Kemusliman seseorang seharusnya dibuktikan dengan sikap dan perilaku sehari-harinya, bukan dari busana muslim yang dikenakan, toh? Jangan hanya dengan memakai baju yang identik sebagai busana muslim, lalu merasa pantas telah menjadi muslim yang baik.

Model baju koko mengalami kemajuan yang luar biasa. Saya tinggal pilih, mau yang model Itang Yunaz, Ustadz Jeffry a.k.a Uje, SBY yang terkenal berwarna biru dan merah maron itu atau baju koko model Pasha Ungu atau Ridho Rhoma? Tergantung isi kantong saja, kok.

Tetapi, baju koko yang saya gunakan untuk shalat saya memilih yang berbahan katun (gampang menyerap keringat) dan sedikit longgar dari badan saya. Modelnya tidak berkancing banyak, paling 2 (dua) kancing yang cara memakainya seperti T-Shirt. Saya tidak fanatik menggunakan warna putih.

Lalu, bagaimana ceritanya baju koko menjadi busana muslim? Konon, di abad 19 baju koko telah dipakai oleh kaum muslim Tionghoa sebagai lambang perjuangan mereka dalam membentuk identitas sebagai Tionghoa sekaligus pemeluk Islam.

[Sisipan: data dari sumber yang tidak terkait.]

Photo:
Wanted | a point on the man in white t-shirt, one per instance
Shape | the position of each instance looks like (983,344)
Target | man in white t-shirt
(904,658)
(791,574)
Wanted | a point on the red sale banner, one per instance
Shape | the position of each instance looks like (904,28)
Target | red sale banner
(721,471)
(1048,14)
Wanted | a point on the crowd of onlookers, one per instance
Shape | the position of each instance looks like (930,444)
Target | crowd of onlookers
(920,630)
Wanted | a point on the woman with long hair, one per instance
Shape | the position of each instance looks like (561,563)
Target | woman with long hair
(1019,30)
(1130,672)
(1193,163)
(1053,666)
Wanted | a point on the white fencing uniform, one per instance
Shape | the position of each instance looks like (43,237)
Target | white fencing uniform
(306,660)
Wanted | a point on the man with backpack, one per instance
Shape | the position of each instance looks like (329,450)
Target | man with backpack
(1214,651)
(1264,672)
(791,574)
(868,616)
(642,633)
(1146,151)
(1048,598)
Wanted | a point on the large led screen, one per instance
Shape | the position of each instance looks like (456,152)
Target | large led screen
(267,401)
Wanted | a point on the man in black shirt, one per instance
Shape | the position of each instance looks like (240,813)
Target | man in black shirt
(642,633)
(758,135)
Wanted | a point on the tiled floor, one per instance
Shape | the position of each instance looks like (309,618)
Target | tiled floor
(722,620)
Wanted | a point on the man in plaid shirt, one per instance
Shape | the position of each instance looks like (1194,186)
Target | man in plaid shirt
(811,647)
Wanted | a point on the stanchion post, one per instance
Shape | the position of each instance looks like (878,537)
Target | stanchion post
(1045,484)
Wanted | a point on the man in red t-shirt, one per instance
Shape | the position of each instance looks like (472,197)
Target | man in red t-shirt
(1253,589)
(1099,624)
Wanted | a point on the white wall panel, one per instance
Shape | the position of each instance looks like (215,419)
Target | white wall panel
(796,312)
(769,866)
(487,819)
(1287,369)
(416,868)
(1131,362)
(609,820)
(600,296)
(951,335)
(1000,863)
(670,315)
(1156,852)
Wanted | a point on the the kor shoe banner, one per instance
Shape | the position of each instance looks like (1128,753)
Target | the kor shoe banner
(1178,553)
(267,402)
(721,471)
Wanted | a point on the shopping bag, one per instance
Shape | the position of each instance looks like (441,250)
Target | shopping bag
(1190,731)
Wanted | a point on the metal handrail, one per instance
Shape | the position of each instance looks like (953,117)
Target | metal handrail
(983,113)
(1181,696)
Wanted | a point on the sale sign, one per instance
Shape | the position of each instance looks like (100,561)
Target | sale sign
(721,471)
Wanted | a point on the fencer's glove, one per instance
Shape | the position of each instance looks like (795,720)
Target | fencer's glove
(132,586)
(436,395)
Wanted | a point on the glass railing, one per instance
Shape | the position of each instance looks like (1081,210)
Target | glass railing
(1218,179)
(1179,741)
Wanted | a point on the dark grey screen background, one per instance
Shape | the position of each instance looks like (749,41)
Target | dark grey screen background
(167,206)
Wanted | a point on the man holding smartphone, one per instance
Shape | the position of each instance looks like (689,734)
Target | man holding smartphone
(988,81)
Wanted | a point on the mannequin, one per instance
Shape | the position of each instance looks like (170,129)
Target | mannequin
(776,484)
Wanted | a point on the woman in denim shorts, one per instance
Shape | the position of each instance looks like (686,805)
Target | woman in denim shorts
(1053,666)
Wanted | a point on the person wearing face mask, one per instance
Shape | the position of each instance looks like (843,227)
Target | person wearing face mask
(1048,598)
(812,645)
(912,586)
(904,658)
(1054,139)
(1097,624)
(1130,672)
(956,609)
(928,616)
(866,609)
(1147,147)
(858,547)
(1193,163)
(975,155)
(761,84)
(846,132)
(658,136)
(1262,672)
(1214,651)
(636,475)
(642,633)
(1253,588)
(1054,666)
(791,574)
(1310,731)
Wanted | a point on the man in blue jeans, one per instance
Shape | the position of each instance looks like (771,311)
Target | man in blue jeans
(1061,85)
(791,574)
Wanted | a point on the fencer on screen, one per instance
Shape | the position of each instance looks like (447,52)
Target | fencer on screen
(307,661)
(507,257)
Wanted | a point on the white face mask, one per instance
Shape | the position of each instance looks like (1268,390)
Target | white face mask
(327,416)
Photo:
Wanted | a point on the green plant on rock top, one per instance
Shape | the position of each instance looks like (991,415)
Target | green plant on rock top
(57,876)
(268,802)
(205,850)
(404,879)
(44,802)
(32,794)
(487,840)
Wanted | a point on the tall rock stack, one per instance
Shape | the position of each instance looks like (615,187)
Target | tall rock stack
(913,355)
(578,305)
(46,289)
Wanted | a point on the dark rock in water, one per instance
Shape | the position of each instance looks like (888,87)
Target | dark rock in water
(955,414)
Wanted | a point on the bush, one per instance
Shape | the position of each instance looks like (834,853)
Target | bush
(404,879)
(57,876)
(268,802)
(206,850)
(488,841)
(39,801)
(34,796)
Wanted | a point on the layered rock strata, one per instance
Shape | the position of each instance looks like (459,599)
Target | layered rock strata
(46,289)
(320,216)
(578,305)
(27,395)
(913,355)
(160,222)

Menurut Arif Akhyat – ahli sejarah UGM seperti dikutip dari Kompas, 4 September 2010, ketika itu Belanda mencegah mereka memeluk Islam karena tidak ingin ada kedekatan antara Tionghoa dan muslim pribumi. Kedekatan ini dikuatirkan bisa memicu perlawanan. Jadi, baju koko dikenakan untuk menyiasati politik divide et impera Belanda.

“Untuk menghindari kecurigaan Belanda, muslim Tionghoa memakai baju itu setiap kali ke masjid. Dengan begitu, mereka mempertahankan identitas Tionghoa sekaligus menyesuaikan dengan Islam,” kata Arif.

Kenapa dinamai baju koko ya? Istilah koko mungkin diambil dari panggilan pria dewasa Tionghoa, yaitu engkoh, kakak, atau koko.

Selain baju koko kita kenal juga baju takwa, model baju hasil perpaduan tui-khim (baju sehari-hari lelaki Tionghoa) dengan surjan – pakaian tradisional Jawa. Cirinya, baju berkerah tegak dengan lengan panjang mirip jas Jawa. Itu loh seperti yang dipakai oleh Kanjeng Sunan Kalijaga atau baju yang dipakai oleh Kiai Ahmad Dahlan, dalam film Sang Pencerah.

Baju koko Anda modelnya seperti apa?